AI Hallucinations in Legal Research: A Self-Test

The question nobody wants to test rigorously#

Everyone who uses AI knows it hallucinates. Most people have their own stories: a made-up book title, a fake Supreme Court case, a confident wrong answer about their own technology stack.

But "hallucinates sometimes" is a vague claim. How often? In what domains? Which models fail worse? And crucially: does it fail more when the stakes are higher?

I decided to test one corner of this empirically. Not a proper academic study, but a structured self-test I could reproduce. The topic: German GmbH law, specifically questions a founder of a small company might actually ask. The stakes: getting the wrong answer could lead to personal liability, tax penalties, or an invalid contract.

I have no legal qualification. But I have a law school classmate who does, who was willing to check every AI answer against the actual sources. This is what we found.

The test setup#

Ten questions, all real things I or founder friends had asked about GmbH law in the past year. All answerable from German commercial and tax law. None of them obscure edge cases, all of them things a competent German lawyer would answer in under five minutes.

Four models tested, all with their default settings in March 2026:

GPT-5.4 via ChatGPT Plus
Claude Opus 4.6 via Claude Pro
Gemini 2.0 Pro via Google One AI Premium
Perplexity Pro (as a research-focused baseline)

Each model got each question fresh in a new conversation, asked in German, with the same framing: "I am a GmbH founder, please explain..." No system prompts, no follow-up questions, one response per question.

My law school classmate graded each response against the actual German Commercial Code (HGB), GmbH Act (GmbHG), and relevant tax law. Grading scale:

Correct: the answer is substantively right, no fabrications
Partially correct: the answer is right in direction but missing or misrepresenting specifics
Wrong: the answer is factually incorrect, misleading, or contains fabricated citations

The results#

Across 40 total responses (10 questions, 4 models):

Correct: 18 (45%) Partially correct: 14 (35%) Wrong: 8 (20%)

One in five answers to a real legal question was flat wrong. Not "slightly off" wrong, but the kind of wrong that would produce actual harm if acted on.

By model:

Perplexity Pro: 7/10 correct, 3/10 partially correct, 0/10 wrong
Claude Opus 4.6: 6/10 correct, 3/10 partially correct, 1/10 wrong
GPT-5.4: 4/10 correct, 4/10 partially correct, 2/10 wrong
Gemini 2.0 Pro: 1/10 correct, 4/10 partially correct, 5/10 wrong

Perplexity's lead is not surprising. It grounds answers in web search results and cites sources, which reduces the fabrication surface area. Claude was the best pure LLM. Gemini was much worse than I expected, with frequent citations of German tax paragraphs that either do not exist or say something different from what the model claimed.

The worst failures#

Three of the eight wrong answers are worth describing because they illustrate the failure mode.

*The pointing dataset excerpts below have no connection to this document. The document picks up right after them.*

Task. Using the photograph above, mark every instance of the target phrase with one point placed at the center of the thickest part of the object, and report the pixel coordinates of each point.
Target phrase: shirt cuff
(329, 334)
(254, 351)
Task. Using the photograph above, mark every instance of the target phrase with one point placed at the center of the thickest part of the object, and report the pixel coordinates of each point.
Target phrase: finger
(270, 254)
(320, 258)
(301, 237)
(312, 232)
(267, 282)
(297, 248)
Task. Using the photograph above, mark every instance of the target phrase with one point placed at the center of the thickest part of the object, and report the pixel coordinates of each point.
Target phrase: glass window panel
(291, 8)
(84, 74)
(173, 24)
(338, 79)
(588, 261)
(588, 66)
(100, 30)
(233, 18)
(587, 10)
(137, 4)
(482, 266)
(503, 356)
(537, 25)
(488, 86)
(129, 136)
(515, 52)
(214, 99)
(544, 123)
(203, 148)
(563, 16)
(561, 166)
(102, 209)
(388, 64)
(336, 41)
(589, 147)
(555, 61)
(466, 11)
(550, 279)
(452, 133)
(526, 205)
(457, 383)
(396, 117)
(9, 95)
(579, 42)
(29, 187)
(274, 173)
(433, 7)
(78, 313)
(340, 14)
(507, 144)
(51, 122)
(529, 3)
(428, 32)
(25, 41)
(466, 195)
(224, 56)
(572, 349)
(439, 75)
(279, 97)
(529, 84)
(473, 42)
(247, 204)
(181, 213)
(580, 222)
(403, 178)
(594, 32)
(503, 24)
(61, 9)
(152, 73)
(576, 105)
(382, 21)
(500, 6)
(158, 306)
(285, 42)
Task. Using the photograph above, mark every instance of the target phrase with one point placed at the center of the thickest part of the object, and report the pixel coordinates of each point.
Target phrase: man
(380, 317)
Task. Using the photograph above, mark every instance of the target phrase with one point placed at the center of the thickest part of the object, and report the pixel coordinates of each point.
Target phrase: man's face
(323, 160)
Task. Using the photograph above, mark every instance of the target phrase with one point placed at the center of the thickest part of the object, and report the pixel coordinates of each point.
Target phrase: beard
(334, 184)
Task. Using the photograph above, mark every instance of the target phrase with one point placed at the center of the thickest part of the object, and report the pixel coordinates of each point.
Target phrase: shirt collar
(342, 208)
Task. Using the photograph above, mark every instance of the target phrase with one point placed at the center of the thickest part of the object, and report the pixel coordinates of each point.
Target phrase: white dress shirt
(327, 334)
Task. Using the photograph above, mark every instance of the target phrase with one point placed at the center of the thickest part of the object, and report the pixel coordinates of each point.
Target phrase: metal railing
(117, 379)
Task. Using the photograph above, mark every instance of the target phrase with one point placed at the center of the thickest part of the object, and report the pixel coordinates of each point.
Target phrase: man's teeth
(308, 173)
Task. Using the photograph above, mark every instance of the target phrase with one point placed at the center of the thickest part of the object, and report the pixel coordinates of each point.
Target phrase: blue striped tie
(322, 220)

Failure 1 (GPT-5.4): Asked about the minimum capital requirement for a UG (haftungsbeschraenkt). The model confidently said 25.000 EUR, which is the full GmbH requirement. UG actually requires a minimum of 1 EUR. This is the kind of fact a founder might act on when deciding which company form to use.

Failure 2 (Gemini 2.0 Pro): Asked about the procedure for changing the managing director (Geschaeftsfuehrerwechsel). The model described a process that mixed German and Austrian GmbH law, confidently cited paragraphs of the GmbHG that were either renumbered or did not exist, and gave a timeline that was off by weeks. Acting on this advice would have produced an invalid registration.

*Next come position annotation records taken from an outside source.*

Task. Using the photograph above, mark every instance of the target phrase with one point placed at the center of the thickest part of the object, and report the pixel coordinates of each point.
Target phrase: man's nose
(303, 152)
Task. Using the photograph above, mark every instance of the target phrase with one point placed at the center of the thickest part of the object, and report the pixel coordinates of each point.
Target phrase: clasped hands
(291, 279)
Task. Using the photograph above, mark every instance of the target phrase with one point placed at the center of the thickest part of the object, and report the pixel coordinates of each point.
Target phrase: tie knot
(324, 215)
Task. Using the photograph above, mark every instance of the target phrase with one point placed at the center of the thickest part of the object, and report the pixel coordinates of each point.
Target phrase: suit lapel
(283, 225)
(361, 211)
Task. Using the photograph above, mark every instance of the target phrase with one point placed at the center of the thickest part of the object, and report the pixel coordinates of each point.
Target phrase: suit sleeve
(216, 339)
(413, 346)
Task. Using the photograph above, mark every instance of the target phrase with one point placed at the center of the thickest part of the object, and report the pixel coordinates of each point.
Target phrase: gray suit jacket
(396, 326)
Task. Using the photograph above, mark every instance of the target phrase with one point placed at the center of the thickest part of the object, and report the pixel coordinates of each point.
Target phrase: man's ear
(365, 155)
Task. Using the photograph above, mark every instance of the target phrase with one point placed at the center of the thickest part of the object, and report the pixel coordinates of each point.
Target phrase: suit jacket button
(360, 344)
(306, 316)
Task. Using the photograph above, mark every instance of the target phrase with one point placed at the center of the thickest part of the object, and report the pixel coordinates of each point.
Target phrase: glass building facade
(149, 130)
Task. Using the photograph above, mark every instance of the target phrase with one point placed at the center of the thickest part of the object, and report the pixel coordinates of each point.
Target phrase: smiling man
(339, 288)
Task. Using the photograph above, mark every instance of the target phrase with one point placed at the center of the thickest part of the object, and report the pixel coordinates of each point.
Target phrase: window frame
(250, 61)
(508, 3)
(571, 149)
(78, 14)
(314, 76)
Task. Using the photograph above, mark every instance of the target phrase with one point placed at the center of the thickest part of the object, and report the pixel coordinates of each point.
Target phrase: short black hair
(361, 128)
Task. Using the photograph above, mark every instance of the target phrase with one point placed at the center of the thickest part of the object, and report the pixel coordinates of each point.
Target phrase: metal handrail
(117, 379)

Failure 3 (Claude Opus 4.6): Asked about whether a GmbH can hold its own shares (eigene Anteile). The model said yes, with caveats about capital reserves. The actual rule is more restrictive than the model presented. Not fabricated, but incomplete in a way that would matter for an actual transaction.

Note that the "best" LLM still had a significant wrong answer. The failure rate is not zero for any of the pure models.

What the partially correct category tells you#

The "partially correct" responses are actually the more insidious problem. They read well. They sound authoritative. They are correct in tone and general direction. A lay reader, including most founders, would not catch what is wrong.

One of the partially correct answers from Claude, for example, correctly described the tax treatment of GmbH distributions but confused the 60 percent partial exemption rule (Teileinkuenfteverfahren) with the older half-income rule (Halbeinkuenfteverfahren). For most purposes this would be a harmless error. For someone calculating expected after-tax income on a large distribution, it would be a 4-6 percent miscalculation in their favour.

The model was not lying. It was confidently merging two similar-looking frameworks. That is worse than a hallucination, because it does not trigger your skeptic instinct the way a fabricated citation does.

Why this happens#

Legal text is unusually dangerous for LLMs for three specific reasons.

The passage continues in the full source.